------------------------------------------------------------------------------------------------------------------------------------------------------------------------------------ Les mots sont nos caresses les plus souveraines. Et si nous nous taisons parfois c’est pour dresser des arches de silences appuyées à nos flancs amoureux, mieux passer de l’un à l’autre, ouvrage et contre-ouvrage, bâti certain enjambant la rivière et reflet tourmenté froissant la surface. Les mots projettent leur ombre : le silence. L’absence révèle la présence et inversement, comme en musique la mélodie soudain disparue poursuit une phrase souterraine pour mieux nous ravir à sa résurgence. Rien ne se tait tout à fait. ------------------------------------------------------------------------------------------------------------------------------------------------------------------------------------
Il est trois heures. Le vent en profite pour aller faire un tour en ville. J'attends qu'il revienne me dire ce qu'il a vu, quelle âme errante il a bien pu frôler.
Combien de regards entreposés dans cette ville marchande?
Sous la peau du ciel, les trottoirs mouillés mis à nu.

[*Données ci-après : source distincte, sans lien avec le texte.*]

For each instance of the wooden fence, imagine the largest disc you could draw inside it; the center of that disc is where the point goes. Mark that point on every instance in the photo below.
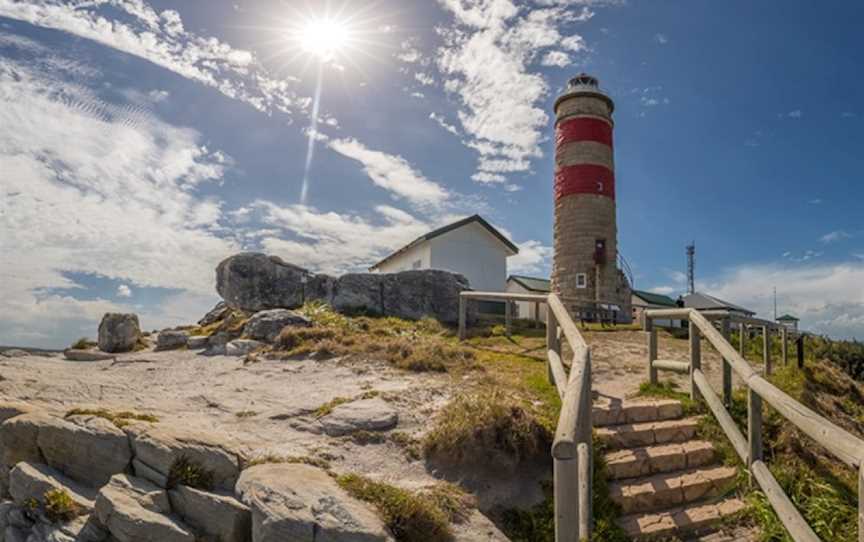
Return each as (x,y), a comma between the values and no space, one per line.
(842,444)
(572,449)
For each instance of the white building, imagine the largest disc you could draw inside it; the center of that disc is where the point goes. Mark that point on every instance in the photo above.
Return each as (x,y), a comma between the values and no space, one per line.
(529,285)
(470,246)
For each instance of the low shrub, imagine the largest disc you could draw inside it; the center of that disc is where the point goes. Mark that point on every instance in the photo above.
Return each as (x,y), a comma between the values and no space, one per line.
(483,426)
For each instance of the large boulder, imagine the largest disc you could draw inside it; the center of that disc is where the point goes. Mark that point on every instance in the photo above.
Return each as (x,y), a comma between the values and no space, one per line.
(429,292)
(158,447)
(119,332)
(365,415)
(266,325)
(219,515)
(133,510)
(304,504)
(255,282)
(359,293)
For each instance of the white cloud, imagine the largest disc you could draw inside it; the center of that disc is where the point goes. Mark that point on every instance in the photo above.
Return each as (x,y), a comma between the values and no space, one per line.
(828,298)
(161,39)
(556,58)
(392,173)
(834,236)
(93,187)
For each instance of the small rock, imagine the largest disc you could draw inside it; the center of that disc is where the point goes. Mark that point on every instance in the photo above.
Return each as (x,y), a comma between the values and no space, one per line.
(365,415)
(118,332)
(170,339)
(241,347)
(266,325)
(216,313)
(218,515)
(86,355)
(303,503)
(197,342)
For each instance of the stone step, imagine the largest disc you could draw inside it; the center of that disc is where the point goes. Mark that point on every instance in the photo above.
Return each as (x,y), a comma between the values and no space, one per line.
(679,520)
(649,460)
(616,412)
(648,433)
(666,490)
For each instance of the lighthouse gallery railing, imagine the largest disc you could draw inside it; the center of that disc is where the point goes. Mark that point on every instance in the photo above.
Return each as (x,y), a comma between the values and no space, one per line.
(572,450)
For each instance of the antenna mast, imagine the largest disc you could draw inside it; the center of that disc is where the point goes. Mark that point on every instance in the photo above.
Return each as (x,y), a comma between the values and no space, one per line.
(691,268)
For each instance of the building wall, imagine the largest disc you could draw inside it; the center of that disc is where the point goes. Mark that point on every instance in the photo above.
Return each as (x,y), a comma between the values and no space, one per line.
(407,260)
(472,251)
(525,309)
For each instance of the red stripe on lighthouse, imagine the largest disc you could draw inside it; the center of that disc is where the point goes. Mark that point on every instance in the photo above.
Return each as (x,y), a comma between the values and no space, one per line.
(583,129)
(584,179)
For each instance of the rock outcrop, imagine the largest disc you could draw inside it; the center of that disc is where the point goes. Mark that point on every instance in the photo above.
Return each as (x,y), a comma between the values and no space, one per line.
(266,325)
(256,282)
(303,503)
(118,332)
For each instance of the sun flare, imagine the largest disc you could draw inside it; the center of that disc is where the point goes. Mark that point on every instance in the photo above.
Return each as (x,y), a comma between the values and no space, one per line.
(324,38)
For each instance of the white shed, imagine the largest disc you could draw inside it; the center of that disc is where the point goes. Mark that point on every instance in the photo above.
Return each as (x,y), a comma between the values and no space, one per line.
(470,246)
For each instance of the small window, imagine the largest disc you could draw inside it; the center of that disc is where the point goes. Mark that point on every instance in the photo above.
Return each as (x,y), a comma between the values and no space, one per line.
(581,280)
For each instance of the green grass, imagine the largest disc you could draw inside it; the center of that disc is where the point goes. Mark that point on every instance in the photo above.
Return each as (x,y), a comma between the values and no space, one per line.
(119,418)
(421,516)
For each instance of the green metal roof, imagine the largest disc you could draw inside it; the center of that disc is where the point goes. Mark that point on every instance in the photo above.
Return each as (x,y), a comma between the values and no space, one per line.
(655,299)
(532,283)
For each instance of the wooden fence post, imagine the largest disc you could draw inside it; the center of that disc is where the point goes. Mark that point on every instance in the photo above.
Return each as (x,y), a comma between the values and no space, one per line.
(727,369)
(651,334)
(695,358)
(784,337)
(566,473)
(508,318)
(463,309)
(754,430)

Et la danse de cette écriture à verse.
L'arène gallo-romaine date du premier siècle. Je suis allongé dans l'herbe, en son centre exact, face tournée vers le ciel. A l'autre extrémité de l'allée courbe, bordée par une alternance de cyprès et de fragments de caryatides, le lourd portail en fer est verouillé: le site vient de fermer au public, plus personne ne viendra.
Tout regard sans objet est millénaire, habité par d'autres regards immémoriaux qui échafaudent un empilement de calendriers émoussés. La notion de décompte est rendue obsolète par l'absence de but à atteindre.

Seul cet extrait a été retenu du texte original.